The Point, the Vision and the Text: Does Point Cloud Boost Spatial Reasoning of Large Language Model?

Abstract

3D Large Language Models (LLMs) leveraging spatial information in point clouds for 3D spatial reasoning attract great attention. Despite some promising results, the role of point clouds in 3D spatial reasoning remains under-explored. In this work, we comprehensively evaluate and analyze these models to answer the research question: Does point cloud truly boost the spatial reasoning capacities of 3D LLMs? We first evaluate the spatial reasoning capacity of LLMs with different input modalities by replacing the point cloud with the visual and text counterparts. We then propose a novel 3D QA (Question-answering) benchmark, ScanReQA, that comprehensively evaluates models' understanding of binary spatial relationships. Our findings reveal several critical insights: 1) LLMs without point input could even achieve competitive performance even in a zero-shot manner; 2) existing 3D LLMs struggle to comprehend the binary spatial relationships; 3) 3D LLMs exhibit limitations in exploiting the structural coordinates in point clouds for fine-grained spatial reasoning. We think these conclusions can help the next step of 3D LLMs and also offer insights for foundation models in other modalities.

Overview

The evaluation overview of the 3D LLMs. In the Multi-modal Input Evaluation part, they are tested on 3D QA tasks with the point cloud, images, and text description inputs. Both images and text descriptions are derived from the original scene point clouds, including necessary information to answer the 3D QA. In the Spatial Reasoning Evaluation, a novel 3D QA benchmark is proposed to evaluate 3D LLMs reasoning capacities for relative spatial relationships and absolute spatial coordinates.

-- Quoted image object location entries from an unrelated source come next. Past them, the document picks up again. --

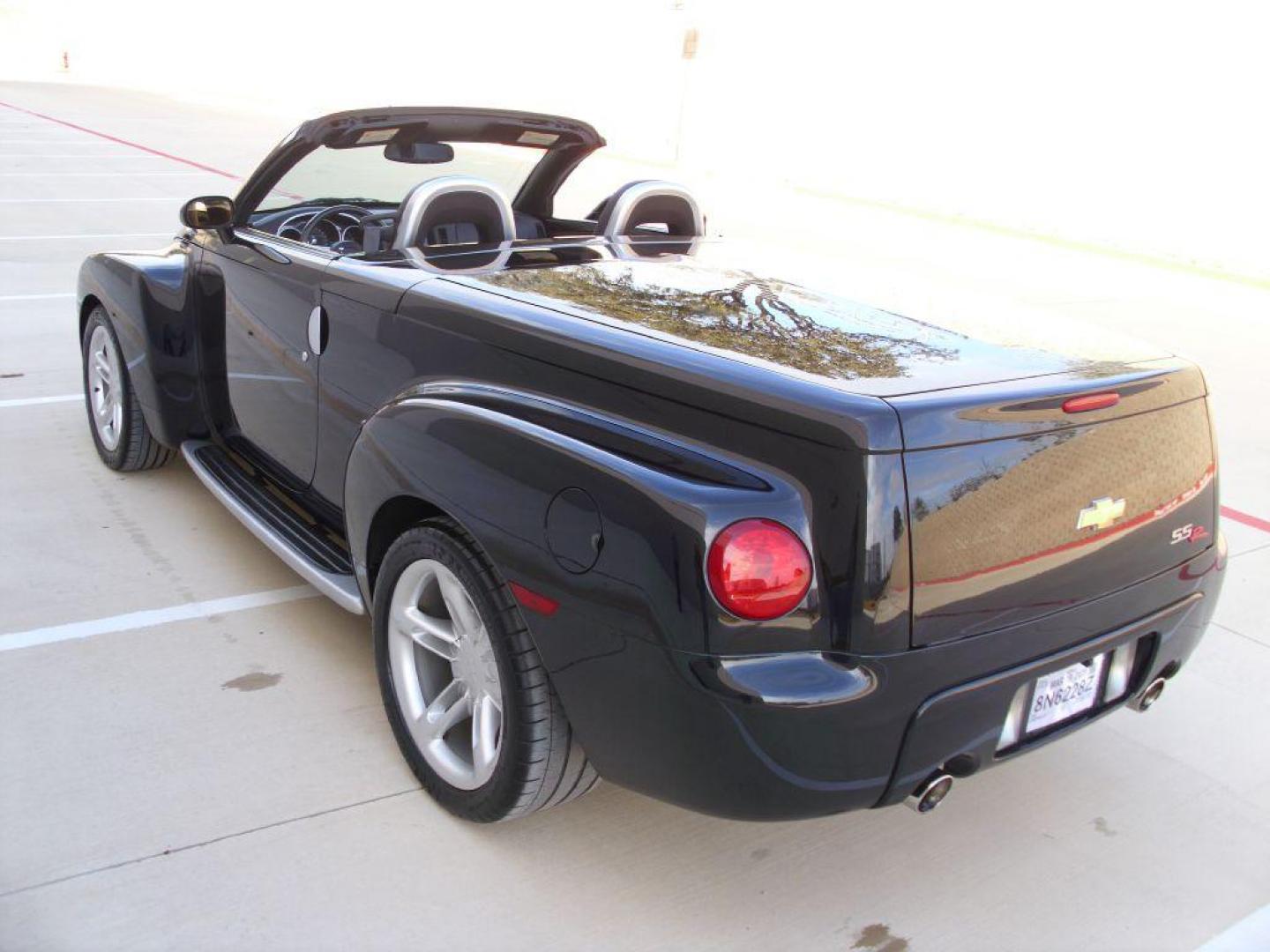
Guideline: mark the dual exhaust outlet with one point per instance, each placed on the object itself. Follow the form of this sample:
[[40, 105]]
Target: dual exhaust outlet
[[935, 788]]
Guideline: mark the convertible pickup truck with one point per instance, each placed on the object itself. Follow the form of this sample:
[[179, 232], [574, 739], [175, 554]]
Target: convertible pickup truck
[[620, 502]]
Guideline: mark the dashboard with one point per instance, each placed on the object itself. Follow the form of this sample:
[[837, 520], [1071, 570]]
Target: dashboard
[[340, 227]]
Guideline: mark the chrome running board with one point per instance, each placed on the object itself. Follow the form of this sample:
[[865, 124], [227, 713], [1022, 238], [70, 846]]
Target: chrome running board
[[297, 544]]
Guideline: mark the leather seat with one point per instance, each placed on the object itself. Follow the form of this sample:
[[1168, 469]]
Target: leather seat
[[453, 210], [640, 204]]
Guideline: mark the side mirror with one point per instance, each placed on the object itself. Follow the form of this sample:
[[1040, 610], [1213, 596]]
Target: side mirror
[[207, 212], [419, 152]]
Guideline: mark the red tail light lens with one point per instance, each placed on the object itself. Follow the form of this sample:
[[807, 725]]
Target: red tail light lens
[[1091, 401], [758, 569]]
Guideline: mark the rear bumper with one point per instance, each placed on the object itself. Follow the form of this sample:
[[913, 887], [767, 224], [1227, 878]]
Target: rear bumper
[[836, 733]]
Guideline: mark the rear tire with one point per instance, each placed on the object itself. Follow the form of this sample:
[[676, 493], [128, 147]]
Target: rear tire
[[120, 432], [430, 657]]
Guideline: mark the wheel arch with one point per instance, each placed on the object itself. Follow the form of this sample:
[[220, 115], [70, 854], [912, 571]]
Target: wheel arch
[[88, 305], [394, 517]]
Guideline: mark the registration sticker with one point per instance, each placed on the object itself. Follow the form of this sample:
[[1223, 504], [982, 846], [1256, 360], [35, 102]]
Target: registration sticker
[[372, 136], [537, 138], [1062, 695]]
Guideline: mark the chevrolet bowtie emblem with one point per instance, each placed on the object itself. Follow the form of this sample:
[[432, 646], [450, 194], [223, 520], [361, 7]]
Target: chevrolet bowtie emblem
[[1100, 513]]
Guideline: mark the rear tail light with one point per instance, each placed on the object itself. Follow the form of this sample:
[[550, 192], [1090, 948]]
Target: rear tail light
[[758, 569]]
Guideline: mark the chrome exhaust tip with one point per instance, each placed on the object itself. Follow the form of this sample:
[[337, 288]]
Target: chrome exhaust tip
[[930, 792], [1148, 695]]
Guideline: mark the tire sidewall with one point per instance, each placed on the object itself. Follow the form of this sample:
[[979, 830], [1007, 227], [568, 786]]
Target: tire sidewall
[[111, 457], [498, 795]]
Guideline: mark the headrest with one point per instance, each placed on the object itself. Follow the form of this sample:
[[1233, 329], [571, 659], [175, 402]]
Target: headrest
[[651, 204], [432, 210]]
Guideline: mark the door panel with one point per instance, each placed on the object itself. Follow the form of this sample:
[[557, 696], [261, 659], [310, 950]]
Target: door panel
[[271, 288], [366, 361]]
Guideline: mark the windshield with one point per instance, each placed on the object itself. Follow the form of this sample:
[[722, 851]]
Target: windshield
[[366, 176]]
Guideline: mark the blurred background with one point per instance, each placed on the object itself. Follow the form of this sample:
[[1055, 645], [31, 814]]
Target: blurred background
[[1128, 127]]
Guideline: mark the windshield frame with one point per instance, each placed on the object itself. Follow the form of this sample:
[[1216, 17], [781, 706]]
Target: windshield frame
[[572, 141]]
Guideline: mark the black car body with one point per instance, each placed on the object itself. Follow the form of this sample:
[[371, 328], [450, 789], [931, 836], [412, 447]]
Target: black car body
[[594, 410]]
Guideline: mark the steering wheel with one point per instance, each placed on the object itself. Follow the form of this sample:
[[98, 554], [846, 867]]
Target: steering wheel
[[306, 233]]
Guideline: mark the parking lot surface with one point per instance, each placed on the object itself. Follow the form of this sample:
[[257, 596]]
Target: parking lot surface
[[192, 746]]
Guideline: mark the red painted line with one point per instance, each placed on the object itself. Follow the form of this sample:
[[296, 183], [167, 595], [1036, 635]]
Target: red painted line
[[1236, 516], [122, 141]]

Multi-modal Input Generation

The multi-modal input data is generated from the original scene point cloud. The point clouds are projected into the continuous RGB frames and then uniformly downsample to fixed-length frames as the VLM's RGB input. The RGB frames are further captioned with off-the-shelf model to generate scene captions as the LLM's input.

ScanReQA Generation

ScanReQA includes RelSpatialQA and AbsSpatialQA, which evaluate 3D LLMs' reasoning capacities for relative spatial relationships and absolute 3D coordinates. RelSpatialQA is generated from the forward and backward spatial relationship triplets, requiring the model to understand the binary spatial relationships from two opposite perspectives. AbsSpatialQA is derived from the 3D visual grounding tasks, but is more challenging. The model not only need to reason for the referred object, but also choose the object coordination from 4 options.

Experiment

EM@1 on ScanQA, SQA3D and RelSpatialQA. 3D LLMs fail to outperform other models with vision-only or text-only inputs. The zero-shot LLMs achieve the best results on RelSpatialQA while the fine-tuned VLMs outperform other methods on ScanQA and SQA3D. In the table, all models have significantly low accuracies in binary spatial relationship reasoning and absolute coordinate prediction.

Accurary on ScanReQA

Accuracy and recall on ScanReQA (1) Overall accuracy and recall are extremely low, at only 8.3% and 12.7%, respectively; (2) LLMs achieve the highest accuracy while zero-shot VLMs achieve the lowest, with 3D LLMs falling between them; (3) Most 3D LLMs achieve near-zero accuracy on AbsSpatialQA. Even the best-performing model, 3D-LLM, only reaches the accuracy of 24.2%, which is lower than random guessing (25%).

Ablation Study

Ablations of Multi-modal Combinations. 3D LLMs with multi-view images input are more sensitive to visual modality while those with RGB point clouds are more affected by the point cloud modality. The results of Chat-Scene and Chat-3D demonstrate that the model solely relies on text input could even outperform multimodal input on 3D spatial reasoning tasks. All 3D LLMs, except 3D-LLM, achieve higher accuracy with PVTI than with PVI, indicating that redundancy in the text modality enhances spatial reasoning performance, supporting the extension of this conclusion from VLMs to 3D LLMs.